Melbourne's entire suburban train network ground to a halt at the worst possible time yesterday. An "infrastructure fault" was to blame — but how does a city-wide computer system just... stop?
iTnews reports that Metro Trains chief told media "a failure in the network's core train control system" meant that operators could not actively track the services as they moved around the network, so all trains were brought to a halt for safety reasons and to avoid any chance of potential accidents. A backup system designed for failover also failed. It's not immediately clear what hardware and train control systems Metro is using to control the network.
A 2012 document on Melbourne's TCS running at Metrol — the facility near Melbourne's Southern Cross railway station — shows the main trail control hardware was originally running on a DEC PDP-11 system, 16-bit computer hardware first developed in 1970 and made end-of-life in the mid-1990s. It was ported to a 'PC-based platform' — a box running Windows XP, mainstream support for which ended in 2014, to a new system called Osprey.

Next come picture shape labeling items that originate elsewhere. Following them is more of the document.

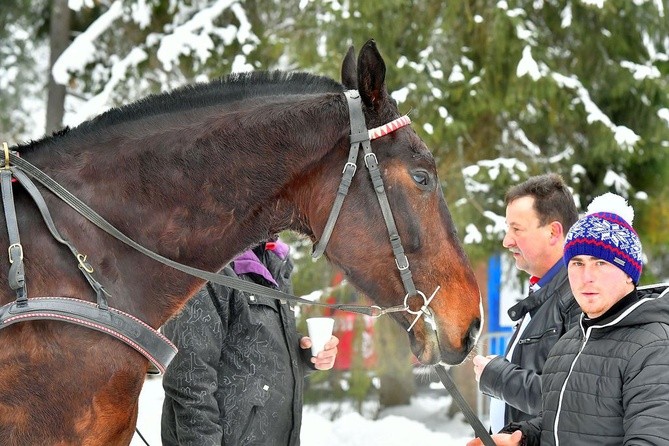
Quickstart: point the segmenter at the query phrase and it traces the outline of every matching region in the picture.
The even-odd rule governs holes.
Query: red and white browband
[[[388,133],[392,133],[395,130],[409,124],[411,124],[411,119],[409,119],[408,116],[401,116],[393,121],[390,121],[387,124],[383,124],[380,127],[369,129],[369,139],[372,140],[380,138],[382,136],[387,135]]]

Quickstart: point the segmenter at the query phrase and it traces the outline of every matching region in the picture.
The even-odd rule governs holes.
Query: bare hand
[[[318,355],[311,358],[311,362],[317,370],[330,370],[334,367],[338,344],[339,338],[332,336],[330,340],[325,343],[323,350],[319,352]],[[300,347],[303,349],[311,348],[311,339],[308,336],[304,336],[300,339]]]
[[[490,356],[481,356],[481,355],[476,355],[474,356],[474,359],[472,362],[474,363],[474,374],[476,375],[476,382],[479,382],[481,380],[481,374],[483,373],[483,369],[485,369],[485,366],[488,365],[490,360],[494,358],[495,355],[490,355]]]
[[[523,433],[515,431],[513,434],[495,434],[492,439],[497,446],[518,446],[523,439]],[[467,446],[483,446],[483,442],[479,438],[474,438],[467,443]]]

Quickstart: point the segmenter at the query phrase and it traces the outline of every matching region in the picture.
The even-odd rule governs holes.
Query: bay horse
[[[230,75],[112,109],[11,150],[137,243],[217,271],[283,230],[319,240],[351,144],[345,90],[358,90],[368,128],[400,117],[385,70],[369,41],[357,59],[349,50],[342,83],[300,72]],[[392,317],[404,328],[415,324],[409,337],[422,362],[457,364],[476,342],[481,299],[435,161],[409,125],[375,139],[371,147],[416,288],[434,294],[433,326],[415,312]],[[406,293],[377,191],[360,170],[325,255],[378,305],[399,305]],[[28,301],[59,296],[96,302],[33,199],[20,185],[11,189]],[[60,234],[86,254],[110,307],[157,328],[204,284],[121,243],[43,186],[38,189]],[[0,225],[8,222],[0,216]],[[2,231],[0,246],[10,245],[8,232]],[[0,268],[0,284],[7,284],[9,268],[9,263]],[[9,286],[0,290],[0,304],[16,299]],[[427,306],[413,299],[409,306]],[[149,368],[136,349],[59,320],[2,328],[0,346],[2,444],[130,443]]]

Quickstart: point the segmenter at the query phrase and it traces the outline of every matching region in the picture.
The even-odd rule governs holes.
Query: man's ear
[[[567,236],[562,227],[562,223],[557,220],[550,222],[548,225],[549,230],[551,231],[551,243],[564,243],[564,239]]]

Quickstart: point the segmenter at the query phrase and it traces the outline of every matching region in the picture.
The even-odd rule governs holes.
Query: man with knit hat
[[[669,287],[637,287],[633,217],[625,199],[605,194],[567,234],[584,314],[546,361],[541,415],[506,426],[497,445],[669,445]]]

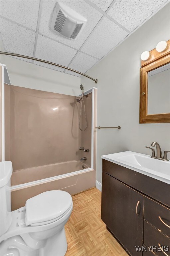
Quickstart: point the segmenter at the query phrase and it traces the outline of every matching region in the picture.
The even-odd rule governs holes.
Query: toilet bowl
[[[8,162],[8,167],[11,169],[12,163]],[[6,162],[3,165],[2,162],[1,171],[5,168],[6,171],[3,172],[10,177],[11,174],[4,166]],[[1,178],[1,175],[2,180]],[[1,225],[1,256],[64,256],[67,248],[64,226],[73,209],[71,196],[61,190],[44,192],[28,199],[24,207],[11,212],[7,203],[10,199],[7,192],[10,184],[8,179],[6,182],[3,179],[0,183],[4,192],[4,196],[1,197],[1,215],[4,217],[6,224]],[[8,222],[5,222],[6,218]]]

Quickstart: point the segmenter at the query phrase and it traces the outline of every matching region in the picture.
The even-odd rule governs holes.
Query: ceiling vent
[[[58,3],[52,19],[51,29],[63,36],[74,40],[83,30],[87,20],[61,3]]]

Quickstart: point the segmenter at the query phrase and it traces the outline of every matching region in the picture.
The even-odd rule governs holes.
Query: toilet
[[[70,195],[52,190],[27,200],[11,212],[10,161],[0,162],[1,256],[64,256],[64,226],[73,209]]]

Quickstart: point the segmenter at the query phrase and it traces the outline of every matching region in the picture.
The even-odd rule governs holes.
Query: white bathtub
[[[12,210],[45,191],[63,190],[73,195],[95,187],[95,172],[84,162],[70,161],[14,171],[11,178]]]

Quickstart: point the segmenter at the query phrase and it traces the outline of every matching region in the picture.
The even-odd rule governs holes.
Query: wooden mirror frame
[[[150,57],[141,61],[140,80],[139,123],[170,123],[170,113],[148,115],[148,73],[170,63],[170,40],[166,49],[158,52],[156,48],[149,52]]]

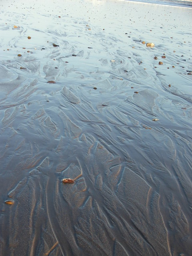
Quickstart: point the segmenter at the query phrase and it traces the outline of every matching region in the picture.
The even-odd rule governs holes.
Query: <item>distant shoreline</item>
[[[156,1],[156,0],[122,0],[126,2],[137,2],[142,4],[152,4],[165,6],[182,7],[184,8],[192,8],[192,2],[190,1]]]

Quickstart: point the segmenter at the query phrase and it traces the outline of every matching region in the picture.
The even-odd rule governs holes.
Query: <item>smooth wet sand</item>
[[[190,256],[192,8],[40,2],[0,2],[0,255]]]

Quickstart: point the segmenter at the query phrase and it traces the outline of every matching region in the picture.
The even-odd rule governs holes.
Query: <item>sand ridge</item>
[[[190,255],[192,9],[1,4],[0,254]]]

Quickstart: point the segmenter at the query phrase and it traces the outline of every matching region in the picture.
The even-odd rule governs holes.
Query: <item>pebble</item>
[[[147,43],[146,46],[147,47],[154,47],[155,45],[153,43]]]
[[[70,178],[63,179],[62,180],[62,182],[63,183],[74,183],[75,181]]]
[[[158,118],[153,118],[153,119],[152,119],[152,121],[159,121],[159,119],[158,119]]]
[[[6,200],[6,201],[5,201],[5,204],[13,204],[14,203],[14,200]]]
[[[56,84],[56,82],[54,81],[48,81],[47,83],[49,83],[50,84]]]

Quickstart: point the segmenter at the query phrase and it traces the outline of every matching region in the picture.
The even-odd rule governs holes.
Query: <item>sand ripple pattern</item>
[[[105,23],[110,2],[79,3],[76,14],[68,2],[62,14],[43,2],[1,11],[0,255],[189,256],[190,11],[177,9],[174,40],[149,32],[144,5],[136,25],[128,2]],[[97,10],[103,26],[88,22]],[[151,26],[165,28],[155,12]]]

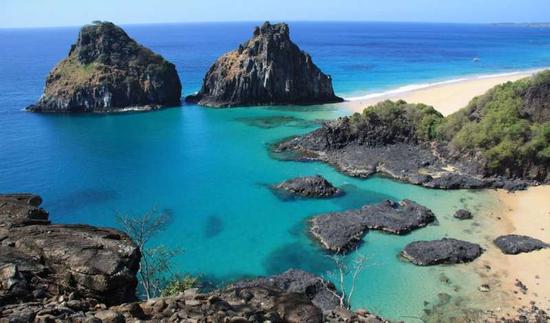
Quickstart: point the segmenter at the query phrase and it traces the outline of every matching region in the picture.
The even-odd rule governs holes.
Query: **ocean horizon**
[[[176,65],[183,96],[199,90],[217,57],[252,35],[255,22],[127,25],[128,34]],[[550,29],[490,24],[290,22],[291,37],[349,100],[550,66]],[[370,232],[368,257],[352,298],[388,319],[414,321],[446,293],[465,298],[479,285],[456,267],[417,267],[399,251],[415,240],[483,243],[480,223],[457,223],[460,208],[485,212],[487,191],[431,190],[383,177],[351,178],[321,163],[283,162],[270,144],[348,114],[337,104],[210,109],[192,104],[150,113],[52,115],[23,112],[63,59],[78,27],[0,29],[0,192],[35,192],[56,223],[116,227],[117,213],[151,209],[173,216],[155,244],[182,247],[174,267],[215,284],[288,268],[334,269],[310,239],[321,213],[385,199],[431,208],[436,225],[406,236]],[[392,92],[393,91],[393,92]],[[346,194],[281,199],[269,186],[321,174]],[[482,220],[480,220],[482,221]],[[355,257],[352,255],[350,259]],[[452,284],[442,285],[441,277]]]

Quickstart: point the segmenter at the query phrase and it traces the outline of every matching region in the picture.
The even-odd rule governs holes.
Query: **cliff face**
[[[290,40],[288,25],[268,22],[239,49],[220,57],[199,93],[187,100],[212,107],[342,101],[331,78]]]
[[[180,103],[175,66],[110,22],[84,26],[48,75],[37,112],[148,110]]]

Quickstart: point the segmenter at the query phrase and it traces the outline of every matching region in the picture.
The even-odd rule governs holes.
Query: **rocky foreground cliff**
[[[211,107],[309,105],[342,101],[332,80],[290,40],[287,24],[268,22],[220,57],[187,101]]]
[[[0,195],[0,322],[384,322],[339,307],[334,285],[285,273],[138,301],[140,250],[127,235],[50,224],[42,199]]]
[[[115,112],[180,104],[174,64],[110,22],[84,26],[69,55],[48,75],[36,112]]]
[[[550,183],[550,71],[497,86],[444,118],[433,107],[386,101],[274,147],[358,177],[380,173],[431,188]]]

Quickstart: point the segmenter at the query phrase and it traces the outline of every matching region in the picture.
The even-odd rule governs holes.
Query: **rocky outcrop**
[[[113,229],[50,225],[40,202],[0,196],[0,305],[60,292],[109,305],[134,300],[139,248]]]
[[[308,105],[342,101],[332,80],[290,40],[288,25],[268,22],[220,57],[201,90],[186,99],[211,107]]]
[[[320,175],[292,178],[275,185],[274,189],[310,198],[327,198],[342,194],[342,191]]]
[[[432,107],[386,101],[276,143],[273,156],[326,162],[349,176],[367,178],[378,173],[440,189],[517,190],[545,178],[489,172],[487,160],[478,158],[481,152],[457,154],[454,144],[439,135],[443,132],[439,129],[451,127],[450,123]],[[540,140],[542,147],[547,139]]]
[[[539,239],[522,236],[517,234],[503,235],[495,239],[495,245],[507,255],[517,255],[523,252],[531,252],[544,248],[550,248],[550,245]]]
[[[0,195],[0,322],[386,322],[338,307],[332,283],[300,270],[137,301],[141,255],[129,238],[52,225],[41,202]]]
[[[84,26],[69,55],[48,75],[36,112],[116,112],[180,104],[174,64],[110,22]]]
[[[343,253],[355,248],[368,229],[406,234],[434,220],[430,209],[413,201],[384,201],[357,210],[316,216],[310,221],[310,232],[325,249]]]
[[[415,241],[405,246],[401,256],[418,266],[459,264],[475,260],[483,249],[475,243],[443,238],[433,241]]]
[[[322,278],[302,270],[291,269],[280,275],[243,280],[232,285],[235,288],[271,287],[287,293],[305,294],[323,312],[339,306],[336,287]]]
[[[472,212],[464,209],[456,211],[453,216],[459,220],[469,220],[473,217]]]

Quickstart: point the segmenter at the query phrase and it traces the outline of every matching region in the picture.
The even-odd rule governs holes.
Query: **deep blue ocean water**
[[[215,58],[248,39],[254,23],[125,26],[177,65],[184,94],[200,87]],[[349,97],[416,83],[550,66],[550,30],[489,25],[291,23],[291,36]],[[337,105],[214,110],[198,106],[119,115],[22,111],[41,94],[78,28],[0,29],[0,192],[30,191],[58,223],[115,226],[116,212],[168,211],[154,243],[185,249],[179,272],[225,282],[297,267],[323,274],[333,264],[306,233],[308,217],[383,199],[432,208],[438,225],[397,237],[370,232],[369,257],[352,300],[392,319],[412,320],[441,292],[476,292],[465,266],[419,268],[397,256],[408,242],[443,236],[482,242],[476,222],[452,213],[494,203],[487,192],[437,191],[346,177],[320,163],[281,162],[268,145],[342,115]],[[479,62],[474,62],[479,58]],[[283,118],[281,118],[283,117]],[[322,174],[347,194],[284,201],[267,187]],[[478,220],[477,224],[482,220]],[[482,223],[481,223],[482,224]],[[350,258],[352,258],[351,256]],[[442,285],[445,273],[453,284]],[[457,288],[460,287],[460,288]],[[457,292],[458,290],[458,292]]]

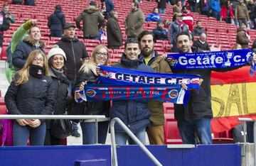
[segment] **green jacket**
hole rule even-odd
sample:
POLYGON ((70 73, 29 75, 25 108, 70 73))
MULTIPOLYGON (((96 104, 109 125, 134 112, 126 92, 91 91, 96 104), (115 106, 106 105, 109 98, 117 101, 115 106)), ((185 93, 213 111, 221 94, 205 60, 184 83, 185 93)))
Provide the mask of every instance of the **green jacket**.
POLYGON ((99 24, 102 23, 104 16, 99 9, 89 6, 76 18, 76 26, 81 29, 80 22, 82 20, 82 31, 84 38, 96 38, 99 35, 99 24))
POLYGON ((144 15, 139 9, 129 13, 125 19, 125 33, 128 37, 137 38, 143 31, 144 15), (134 28, 134 29, 132 29, 134 28))

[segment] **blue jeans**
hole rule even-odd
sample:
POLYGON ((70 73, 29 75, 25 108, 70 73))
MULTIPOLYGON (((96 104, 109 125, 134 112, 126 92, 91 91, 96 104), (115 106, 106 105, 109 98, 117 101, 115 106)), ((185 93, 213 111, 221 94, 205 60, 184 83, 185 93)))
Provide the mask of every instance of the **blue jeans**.
MULTIPOLYGON (((146 144, 145 138, 146 128, 137 131, 134 133, 135 136, 144 144, 146 144)), ((126 133, 116 132, 115 133, 116 144, 118 145, 126 145, 127 140, 129 139, 129 135, 126 133)), ((137 145, 136 143, 132 139, 129 139, 130 145, 137 145)))
POLYGON ((192 121, 178 121, 178 131, 185 144, 196 144, 196 135, 201 144, 211 144, 210 118, 202 118, 192 121))
POLYGON ((159 13, 165 13, 166 9, 159 9, 159 13))
POLYGON ((50 31, 50 36, 52 37, 60 37, 61 38, 63 35, 63 33, 62 31, 60 31, 59 30, 55 31, 50 31))
POLYGON ((14 123, 14 145, 26 146, 29 138, 31 145, 43 145, 46 132, 46 122, 37 128, 29 126, 21 126, 16 121, 14 123))
MULTIPOLYGON (((82 132, 82 145, 95 144, 96 138, 95 123, 80 123, 82 132)), ((98 123, 98 143, 105 144, 106 143, 109 121, 98 123)))

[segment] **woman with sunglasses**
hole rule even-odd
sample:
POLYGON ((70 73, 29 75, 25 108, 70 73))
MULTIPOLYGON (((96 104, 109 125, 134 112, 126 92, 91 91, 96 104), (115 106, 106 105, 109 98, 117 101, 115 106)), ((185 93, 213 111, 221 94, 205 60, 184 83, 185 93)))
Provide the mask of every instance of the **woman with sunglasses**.
MULTIPOLYGON (((107 48, 104 45, 99 45, 92 51, 92 57, 85 62, 78 72, 78 77, 75 82, 75 87, 82 90, 86 84, 99 84, 97 80, 97 74, 96 69, 97 65, 107 65, 109 60, 107 48)), ((75 100, 77 102, 80 97, 78 92, 75 92, 75 100)), ((80 109, 85 110, 85 115, 105 115, 109 117, 110 101, 82 101, 80 109), (85 108, 86 107, 86 108, 85 108)), ((109 118, 103 121, 99 120, 98 123, 98 143, 105 144, 107 138, 109 118)), ((82 132, 82 144, 96 143, 95 122, 95 119, 82 120, 80 121, 82 132)))
MULTIPOLYGON (((51 114, 54 89, 47 60, 41 50, 32 51, 8 88, 4 101, 9 114, 51 114)), ((16 119, 14 122, 14 145, 43 145, 46 136, 43 119, 16 119)))

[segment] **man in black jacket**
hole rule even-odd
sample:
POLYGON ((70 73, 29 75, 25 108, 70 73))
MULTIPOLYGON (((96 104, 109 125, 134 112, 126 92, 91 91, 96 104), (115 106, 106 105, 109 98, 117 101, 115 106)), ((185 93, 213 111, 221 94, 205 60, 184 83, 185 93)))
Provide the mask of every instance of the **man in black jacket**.
MULTIPOLYGON (((65 63, 66 67, 65 74, 70 82, 68 94, 70 95, 77 79, 77 74, 82 66, 83 60, 88 58, 85 45, 78 40, 75 35, 75 26, 72 23, 67 23, 64 26, 64 35, 56 44, 65 52, 67 60, 65 63)), ((73 123, 74 131, 73 136, 80 137, 77 123, 73 123)))
POLYGON ((107 47, 117 49, 122 45, 122 31, 117 21, 117 12, 112 11, 110 16, 107 23, 107 47))
MULTIPOLYGON (((180 52, 199 52, 197 48, 191 47, 191 36, 181 32, 176 37, 177 47, 180 52)), ((253 55, 255 62, 256 55, 253 55)), ((238 69, 230 67, 215 70, 225 72, 238 69)), ((199 93, 191 91, 191 96, 186 106, 174 104, 174 117, 178 121, 178 127, 183 143, 195 144, 196 135, 201 144, 211 144, 210 119, 213 118, 210 94, 210 69, 203 70, 172 70, 174 73, 199 74, 203 79, 200 85, 199 93)))

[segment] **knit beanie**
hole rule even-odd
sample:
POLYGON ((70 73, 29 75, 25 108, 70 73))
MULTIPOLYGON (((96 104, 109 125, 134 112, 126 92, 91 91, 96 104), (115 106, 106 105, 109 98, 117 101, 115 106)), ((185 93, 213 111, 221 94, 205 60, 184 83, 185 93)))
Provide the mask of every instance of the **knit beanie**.
POLYGON ((47 60, 49 60, 50 57, 53 57, 55 55, 61 55, 64 57, 65 60, 67 60, 67 57, 65 56, 65 53, 64 51, 59 48, 58 45, 54 45, 53 48, 50 49, 48 52, 47 60))

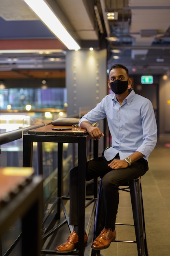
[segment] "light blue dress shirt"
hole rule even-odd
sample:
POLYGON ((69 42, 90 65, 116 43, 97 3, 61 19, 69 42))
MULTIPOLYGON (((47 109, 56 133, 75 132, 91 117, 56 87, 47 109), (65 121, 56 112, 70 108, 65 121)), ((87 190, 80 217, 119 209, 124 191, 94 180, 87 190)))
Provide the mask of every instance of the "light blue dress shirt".
POLYGON ((95 123, 107 117, 112 146, 104 156, 111 160, 119 153, 124 159, 136 151, 148 160, 157 141, 157 126, 153 106, 148 99, 136 94, 133 90, 121 105, 115 94, 107 95, 93 109, 82 117, 83 121, 95 123))

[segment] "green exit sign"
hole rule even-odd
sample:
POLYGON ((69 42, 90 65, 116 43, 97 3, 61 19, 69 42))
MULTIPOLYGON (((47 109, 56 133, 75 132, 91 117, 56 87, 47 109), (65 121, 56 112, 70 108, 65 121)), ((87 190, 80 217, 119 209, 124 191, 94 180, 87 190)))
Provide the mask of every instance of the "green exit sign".
POLYGON ((153 76, 141 76, 141 83, 143 84, 153 83, 153 76))

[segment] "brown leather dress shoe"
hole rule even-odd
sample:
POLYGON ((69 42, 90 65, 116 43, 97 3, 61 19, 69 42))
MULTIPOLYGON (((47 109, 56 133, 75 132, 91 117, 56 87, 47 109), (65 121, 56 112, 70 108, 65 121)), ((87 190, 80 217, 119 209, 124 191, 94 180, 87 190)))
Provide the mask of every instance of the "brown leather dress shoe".
MULTIPOLYGON (((87 236, 86 234, 84 238, 85 245, 87 246, 87 236)), ((70 233, 65 243, 56 247, 54 250, 56 252, 70 252, 77 247, 78 243, 78 236, 75 231, 70 233)))
POLYGON ((111 229, 104 228, 92 244, 91 247, 94 250, 106 249, 115 239, 115 229, 112 231, 111 229))

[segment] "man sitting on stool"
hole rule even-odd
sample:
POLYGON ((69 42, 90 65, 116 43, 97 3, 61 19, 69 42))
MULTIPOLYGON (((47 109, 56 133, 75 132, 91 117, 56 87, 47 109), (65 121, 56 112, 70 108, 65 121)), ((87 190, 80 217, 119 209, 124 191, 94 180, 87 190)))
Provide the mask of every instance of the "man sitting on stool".
MULTIPOLYGON (((157 141, 157 126, 153 107, 147 99, 131 88, 128 69, 115 64, 110 69, 109 87, 114 94, 107 95, 81 119, 79 125, 94 139, 104 136, 100 128, 92 125, 107 117, 112 138, 112 146, 102 156, 87 163, 87 180, 102 176, 105 202, 105 226, 93 242, 92 248, 108 248, 116 238, 115 223, 119 204, 118 188, 144 175, 148 170, 148 159, 157 141), (130 88, 129 88, 128 87, 130 88)), ((70 179, 70 224, 74 231, 63 244, 57 247, 58 253, 70 252, 78 242, 78 167, 71 170, 70 179)), ((85 232, 84 242, 87 237, 85 232)))

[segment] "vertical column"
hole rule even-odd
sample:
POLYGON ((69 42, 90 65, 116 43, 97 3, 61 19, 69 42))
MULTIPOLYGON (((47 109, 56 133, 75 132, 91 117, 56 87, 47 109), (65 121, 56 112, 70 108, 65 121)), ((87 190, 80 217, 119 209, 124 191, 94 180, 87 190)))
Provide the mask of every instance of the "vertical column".
POLYGON ((80 108, 94 108, 107 93, 107 51, 69 51, 67 53, 66 85, 68 115, 80 108))

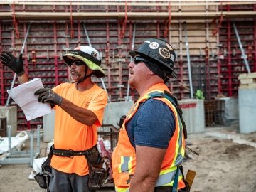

In late 2013, an article in The Age said that the hardware was still '80s era, and "series of delays" had set back planned upgrades by more than two decades. In mid-2014, an article said that upgrade had been delayed further. On Melbourne's Public Transport Victoria website doesn't mention the status of any upgrades since then.
Upgrading a system as crucial and extensive as Melbourne's train network is hard, even from a purely engineering standpoint. The original PDP-11's 16-bit architecture doesn't play well with 2017's 32- and 64-bit computing hardware, so software needs to be substantially or completely redesigned, and bespoke circuitry needs to be created. And even then, with newer and modern hardware — if it has already been upgraded in the three years since the most recent reporting — bugs can take years to appear.